JPMorgan Chase & Co., Barclays Plc, Credit Suisse Group AG and 10 other international lenders were sued by a U.S. credit union regulator alleging they illegally manipulated benchmark Libor interest rates.
The National Credit Union Administration, an Alexandria, Virginia-based regulator, sued the banks yesterday at a U.S. court in Kansas.
Libor, the London interbank offered rate, is a key metric to set interest rates for trillions of dollars in financial instruments.
Their alleged manipulation “resulted in a loss of income from investments and other assets held by five failed corporate credit unions: U.S. Central, WesCorp, Members United, Southwest and Constitution,” according to an NCUA statement yesterday.
The banks are accused of giving false information in response to a daily survey by the British Bankers’ Association, which asks lenders how much it would cost to borrow money from each other for various intervals in 10 different currencies.
The misinformation allowed them to “benefit their investments that were tied to Libor, to reduce their borrowing costs, to deceive the marketplace as to the true state of their creditworthiness, and to deprive investors of the interest rate payments to which they were entitled,” according to the NCUA.

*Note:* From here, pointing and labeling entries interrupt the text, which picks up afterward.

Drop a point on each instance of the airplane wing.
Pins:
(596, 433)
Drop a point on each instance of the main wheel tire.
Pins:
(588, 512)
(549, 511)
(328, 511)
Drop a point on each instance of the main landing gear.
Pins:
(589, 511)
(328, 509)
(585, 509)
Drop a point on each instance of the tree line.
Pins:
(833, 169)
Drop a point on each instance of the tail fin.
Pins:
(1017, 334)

Kerrie Ann Cohen, a New York-based spokeswoman for Barclays, declined to comment on the allegations.
Brian Marchiony, a spokesman New York-based JPMorgan and Drew Benson, a spokesman for Credit Suisse, also declined to comment.

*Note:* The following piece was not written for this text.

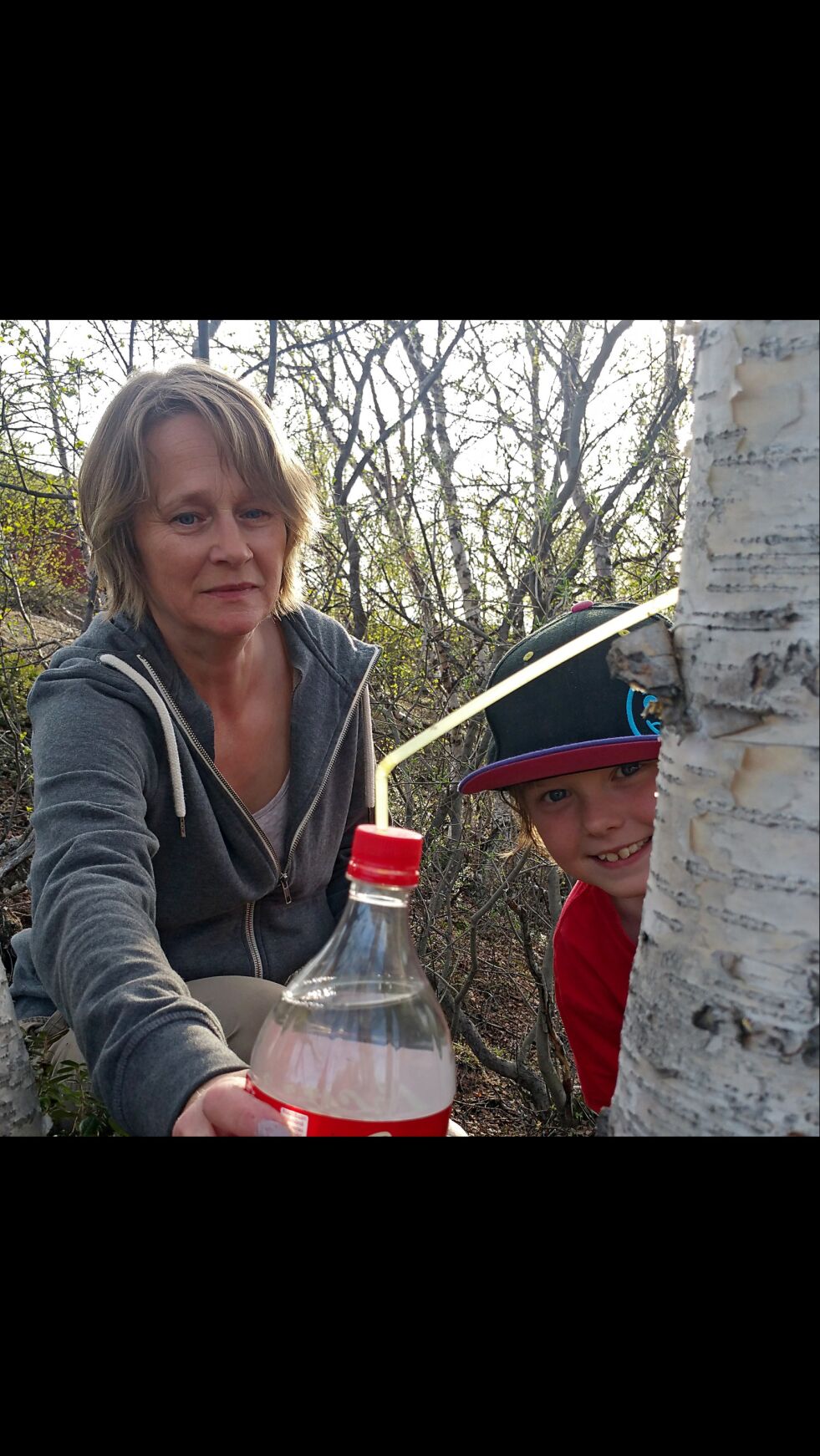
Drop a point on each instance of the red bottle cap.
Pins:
(385, 857)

Also named as a defendant in the complaint is Royal Bank of Canada, that nation’s biggest lender by assets. Rina Cortese, a spokeswoman for the Toronto-based bank, in an e-mailed message declined to comment on the NCUA’s allegations.
The regulator yesterday also sued Goldman Sachs & Co., Morgan Stanley and seven other financial institutions in federal court in New York over their sale of $2.4 billion in mortgage-backed securities to two credit unions that later failed.
“NCUA’s suits allege the firms made misrepresentations in connection with the underwriting and subsequent sale of the mortgage-backed securities,” the agency said yesterday in a statement. “The corporate credit unions became insolvent, were subsequently placed into NCUA conservatorship and later liquidated as a result of losses from these faulty securities.”
Tiffany Galvin, a spokeswoman for Goldman Sachs, declined to comment on those allegations. Mary Claire Delaney, a spokeswoman for Morgan Stanley, declined to comment. Both firms are based in New York.
“Any recoveries from this legal action will reduce the total losses resulting from the failure of the credit unions,” NCUA attorneys said in their Morgan Stanley complaint.
NCUA sued the broker last month in a Kansas federal court over its alleged sale of $566 million in residential mortgage-backed securities to two other failed credit unions.
The Libor case is National Credit Union Administration Board v. Credit Suisse Group AG, 13-cv-02497, U.S. District Court, District of Kansas (Kansas City).
The Goldman case is National Credit Union Administration Board v. Goldman Sachs & Co., 13-cv-06721, U.S. District Court, Southern District of New York (Manhattan). The Morgan Stanley case is National Credit Union Administration Board v. Morgan Stanley & Co., 13-cv-06705, U.S. District Court, Southern District of New York (Manhattan).